Contrairement à ce que j'avais vu ou cru voir la dernière fois, la galerie ne remonte pas et part même dans le sens opposé. Plus étonnant encore, elle revient en arrière. Le peu d'air disponible, la profondeur et l'argile en suspension feront que je ne déroulerais que 30 mètres de plus dans cette partie. Je traverse un autre carrefour, me lance dans la galerie qui remonte, mais vers les 15 mètres, je m'arrête sur les tiers juste devant une étroiture. L'étroiture passe, mais je ne veux pas prendre de risque. De plus je prends l'eau au bras droit, ce qui est fortement désagréable. J'attache le fil, fais demi-tour et commence la topographie. J'aperçois un Niphargus, à nouveau je suis déçu de ne pas avoir de quoi collecter…

La topographie se passe bien et sur la remontée je vais voir à 4 mètres du départ une galerie à gauche qui en fait jonctionne avec le petit lac connu, aucune continuation de ce côté n'est possible, de plus ce n'est pas haut. Je ressors après 29 minutes de plongée, j'ai atteint la profondeur de 19m.
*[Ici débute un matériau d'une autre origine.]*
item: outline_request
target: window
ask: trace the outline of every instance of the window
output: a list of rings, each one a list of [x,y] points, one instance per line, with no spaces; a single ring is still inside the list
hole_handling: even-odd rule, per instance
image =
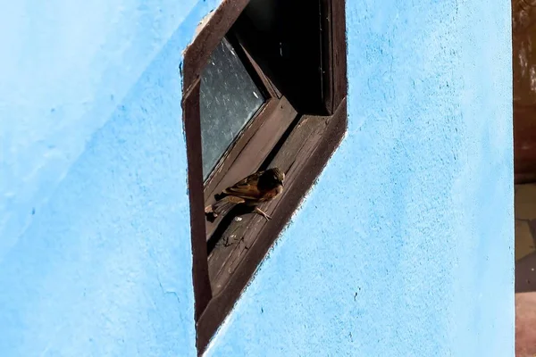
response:
[[[345,2],[224,0],[187,48],[183,120],[202,353],[347,127]],[[210,221],[214,195],[278,167],[285,188],[261,208]]]

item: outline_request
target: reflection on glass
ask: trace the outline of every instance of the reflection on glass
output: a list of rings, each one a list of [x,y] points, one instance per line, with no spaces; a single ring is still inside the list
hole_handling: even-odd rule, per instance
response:
[[[205,179],[264,103],[261,91],[225,38],[213,52],[201,73],[199,102]]]

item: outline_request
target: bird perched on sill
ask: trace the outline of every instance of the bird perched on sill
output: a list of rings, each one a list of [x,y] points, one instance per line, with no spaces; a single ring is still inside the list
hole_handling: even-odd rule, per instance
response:
[[[257,207],[258,204],[272,201],[283,191],[285,173],[278,168],[257,171],[225,188],[216,197],[214,204],[205,208],[205,213],[213,218],[227,213],[236,204],[255,207],[253,212],[272,219],[266,212]]]

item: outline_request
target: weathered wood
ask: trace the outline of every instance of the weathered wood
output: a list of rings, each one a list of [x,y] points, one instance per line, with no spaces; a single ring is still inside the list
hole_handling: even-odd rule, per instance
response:
[[[230,237],[235,235],[236,240],[231,238],[235,240],[234,245],[229,246],[230,249],[227,252],[222,250],[225,246],[218,246],[209,257],[209,271],[216,274],[211,278],[215,291],[199,319],[199,345],[208,344],[253,276],[258,262],[289,222],[340,143],[347,128],[346,100],[341,102],[331,117],[304,117],[302,120],[269,164],[288,170],[284,192],[264,207],[272,213],[272,219],[265,222],[260,216],[249,215],[242,217],[240,221],[233,221],[227,234]],[[219,267],[217,264],[222,262],[224,263]]]

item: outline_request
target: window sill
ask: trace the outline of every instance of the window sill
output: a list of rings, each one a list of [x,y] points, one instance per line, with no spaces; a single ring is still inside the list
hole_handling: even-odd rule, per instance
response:
[[[197,322],[198,344],[206,345],[227,316],[257,262],[264,257],[342,140],[346,127],[346,99],[332,116],[302,116],[268,165],[287,172],[283,193],[262,206],[272,219],[266,221],[256,214],[233,217],[230,212],[225,218],[228,225],[221,223],[226,228],[208,257],[213,298]]]

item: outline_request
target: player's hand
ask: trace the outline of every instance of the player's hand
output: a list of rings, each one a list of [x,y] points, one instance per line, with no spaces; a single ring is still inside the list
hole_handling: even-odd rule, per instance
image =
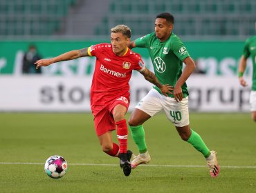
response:
[[[181,101],[183,99],[183,94],[181,87],[175,87],[174,90],[174,99],[177,102]]]
[[[52,64],[53,62],[51,59],[41,59],[37,61],[35,64],[37,65],[36,68],[38,69],[40,66],[48,66]]]
[[[168,84],[162,85],[162,88],[160,89],[161,92],[165,96],[168,96],[167,94],[172,94],[172,91],[174,90],[174,87],[172,85],[170,85]]]
[[[247,84],[246,81],[244,80],[244,79],[243,77],[239,77],[239,78],[238,78],[238,79],[239,79],[239,80],[240,84],[241,84],[242,86],[245,87],[245,86],[247,86],[247,85],[248,85],[248,84]]]

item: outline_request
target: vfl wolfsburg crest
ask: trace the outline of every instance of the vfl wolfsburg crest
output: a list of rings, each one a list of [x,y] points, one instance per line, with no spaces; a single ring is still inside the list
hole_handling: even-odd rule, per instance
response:
[[[168,48],[167,48],[167,47],[165,47],[165,48],[163,48],[163,54],[168,54],[167,49],[168,49]]]
[[[122,68],[125,69],[129,69],[130,68],[130,66],[131,66],[131,63],[129,63],[129,61],[124,61],[122,63]]]
[[[156,66],[156,70],[160,73],[163,73],[165,71],[166,65],[165,63],[159,57],[155,58],[154,60],[154,64]]]

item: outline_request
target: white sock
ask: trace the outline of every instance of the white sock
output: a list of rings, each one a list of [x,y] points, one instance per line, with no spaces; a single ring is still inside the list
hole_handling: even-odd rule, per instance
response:
[[[140,156],[143,158],[146,158],[148,156],[148,155],[149,155],[149,152],[145,152],[145,153],[140,154]]]
[[[210,161],[210,160],[212,160],[213,159],[213,155],[212,154],[212,153],[210,153],[210,155],[206,158],[206,160],[207,161]]]

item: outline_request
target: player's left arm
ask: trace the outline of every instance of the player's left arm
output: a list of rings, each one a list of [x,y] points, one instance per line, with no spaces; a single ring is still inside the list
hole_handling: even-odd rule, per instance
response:
[[[144,76],[144,78],[148,81],[149,82],[154,84],[158,88],[160,88],[163,94],[167,96],[168,94],[172,94],[171,91],[173,90],[174,88],[171,85],[169,85],[168,84],[166,85],[162,85],[158,79],[156,78],[155,74],[151,72],[147,67],[145,67],[145,69],[143,71],[140,71],[140,74]]]
[[[185,83],[186,80],[188,79],[188,77],[190,76],[190,74],[196,68],[194,61],[190,57],[186,57],[183,60],[183,63],[186,65],[183,71],[182,72],[181,76],[178,79],[174,90],[174,98],[177,102],[181,101],[183,99],[181,86]]]
[[[239,66],[238,66],[238,79],[239,79],[239,83],[240,83],[240,85],[241,85],[242,86],[247,86],[247,83],[246,81],[246,80],[244,79],[243,77],[243,75],[244,75],[244,71],[246,70],[246,58],[242,55],[241,57],[241,59],[240,59],[240,61],[239,61]]]
[[[36,68],[38,69],[41,66],[48,66],[59,61],[73,60],[80,57],[89,57],[89,54],[88,49],[88,48],[86,48],[80,50],[71,50],[54,58],[39,59],[36,61],[35,64],[37,65]]]

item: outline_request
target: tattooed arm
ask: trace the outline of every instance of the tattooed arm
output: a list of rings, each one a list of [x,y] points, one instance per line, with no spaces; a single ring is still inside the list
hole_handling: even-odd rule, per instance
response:
[[[173,86],[170,86],[167,84],[162,85],[159,82],[158,79],[156,78],[155,74],[152,72],[151,72],[149,70],[148,70],[147,68],[145,68],[143,71],[140,72],[144,76],[145,79],[147,81],[148,81],[149,82],[154,84],[158,88],[159,88],[162,93],[166,96],[167,96],[167,93],[172,94],[171,91],[172,91],[174,89]]]
[[[73,60],[80,57],[89,57],[87,50],[88,48],[69,51],[52,59],[38,60],[35,64],[37,65],[36,68],[38,69],[40,66],[48,66],[53,63],[62,61]]]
Je pense que la galerie descendante mène vers 22-23m de profondeur. Nous paquetons le matériel avec Yuri pendant que Claude va planter le premier spit de la traversée qu'il veut faire. Yuri et Claude se lancent dans la traversée alors que je pars déjà pour le bivouac avec le kit détendeur et une bouteille. Arrivé au bivouac, je croise Déborah Grosjean et Alain Quiquerez, la troisième équipe, visite et logistique, qui s'apprêtait à remonter. Nous discutons 5 minutes, puis ils commencent la remontée. Déborah me soulage d'un bidon 6 litres et Alain prend le reste du kit détendeur.

En rangeant un peu le bivouac, j'attends Yuri et Claude qui finissent par arriver. Nous mangeons quelques nouilles chinoises et entamons, à notre tour, la remontée. Je suis rapidement rattrapé… par Jo… Nous rattrapons Alain et Déborah au puits Monica, je laisse passer Jo devant, il a deux kits lourds et le feu au cul. La montée sera longue, nous ressortirons tous du trou aux environs de minuit. Nous ne trouverons plus un bistrot ouvert pour une petite bière alors nous rentrerons tranquillement, mais sûrement, rejoindre les bras de Morphée.